“I love you”

I have a secret. A secret I hate talking about. A secret that makes me sad. I am 35 years old and a man has never told me he loves me. Ever.

Just typing it out brings me shame and sadness. I feel like it’s my fault, though I don’t know why. I’ve had a couple guys get close to saying it, one even talking around it to me, asking me to not ask him to say it. He broke up with me a week later. It was single-handedly one of the worst days of my life. I gave him the space he needed, I never forced him to say it, and instead of being strong and working through his issues to get to that point himself, he just chose to let me go. He broke my heart. He broke me. That was six years ago, and it still haunts me. I don’t miss him specifically, but I still feel the fear and hurt from that situation.

I’ve written before about my dating history. I’ve written about my family history. So, I’m not repeating everything here, but fuck, I’m really tired of waiting. I am so god-damn sick and tired of waiting for some man to realize that I am amazing. That I am worthy of love. Sure, I’m completely loved by my close friends. I’m loved by my mother.
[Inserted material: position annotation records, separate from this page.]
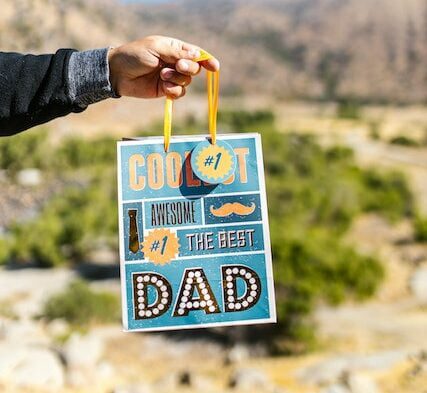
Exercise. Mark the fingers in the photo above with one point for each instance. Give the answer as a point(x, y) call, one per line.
point(172, 90)
point(187, 67)
point(171, 75)
point(170, 50)
point(211, 64)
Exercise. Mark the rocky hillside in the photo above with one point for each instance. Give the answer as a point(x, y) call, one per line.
point(370, 49)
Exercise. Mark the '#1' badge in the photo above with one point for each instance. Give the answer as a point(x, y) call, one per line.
point(213, 163)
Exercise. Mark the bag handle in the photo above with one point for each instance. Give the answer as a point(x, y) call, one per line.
point(212, 84)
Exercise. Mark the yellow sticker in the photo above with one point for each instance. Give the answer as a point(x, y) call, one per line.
point(213, 163)
point(160, 246)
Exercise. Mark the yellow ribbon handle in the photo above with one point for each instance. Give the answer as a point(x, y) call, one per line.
point(212, 81)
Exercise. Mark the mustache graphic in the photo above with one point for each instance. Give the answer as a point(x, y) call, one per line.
point(227, 209)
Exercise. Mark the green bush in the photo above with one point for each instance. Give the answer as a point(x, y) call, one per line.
point(69, 226)
point(314, 194)
point(28, 150)
point(80, 305)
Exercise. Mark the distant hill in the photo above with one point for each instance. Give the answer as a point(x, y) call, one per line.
point(373, 50)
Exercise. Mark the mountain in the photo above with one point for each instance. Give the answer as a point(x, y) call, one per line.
point(372, 50)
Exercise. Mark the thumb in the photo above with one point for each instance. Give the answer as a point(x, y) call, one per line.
point(170, 50)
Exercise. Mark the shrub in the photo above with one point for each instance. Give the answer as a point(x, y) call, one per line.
point(28, 150)
point(80, 305)
point(348, 109)
point(404, 141)
point(68, 226)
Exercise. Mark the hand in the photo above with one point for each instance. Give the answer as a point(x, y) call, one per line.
point(155, 66)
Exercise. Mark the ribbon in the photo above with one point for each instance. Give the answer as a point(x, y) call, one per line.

The rest of my family? Eh, I’m not sure of. They can say the words, but were any of them there when I was going through chemo? Do any of them ever reach out to me about my life? I am so sick of begging people to love me. I did it with friends in Seattle for years and I am done. I cut parts of my family off years ago, and those friends are now in the list too. But fuck. I am not a horrible person. I am not someone who runs away and just treats people like shit. But yes, I do get hurt. And I get hurt very often by the people who were supposed to be the very people who were supposed to love me unconditionally so I would hope that men understand that my need for love is born out of a natural need to be loved. Is it more than “normal” girls? Sure, I guess. Depending on your definition of normal. I think we all have our weak points, and yes, mine is most likely wanting to be loved. But is that a bad thing? I sure as hell don’t think so.

I just…I’m sad. I just don’t understand why I can’t be loved. I don’t understand what is so wrong with me that allows people to walk away? Why is there not a person who wants to roll out a red carpet and let me walk on it, just to make me feel special? I feel like I will never be the girl who is picked. I will never hear the words and feel the love of a man. My father sure as hell didn’t know how to love, so maybe it’s just a part of my destiny, that I will never know.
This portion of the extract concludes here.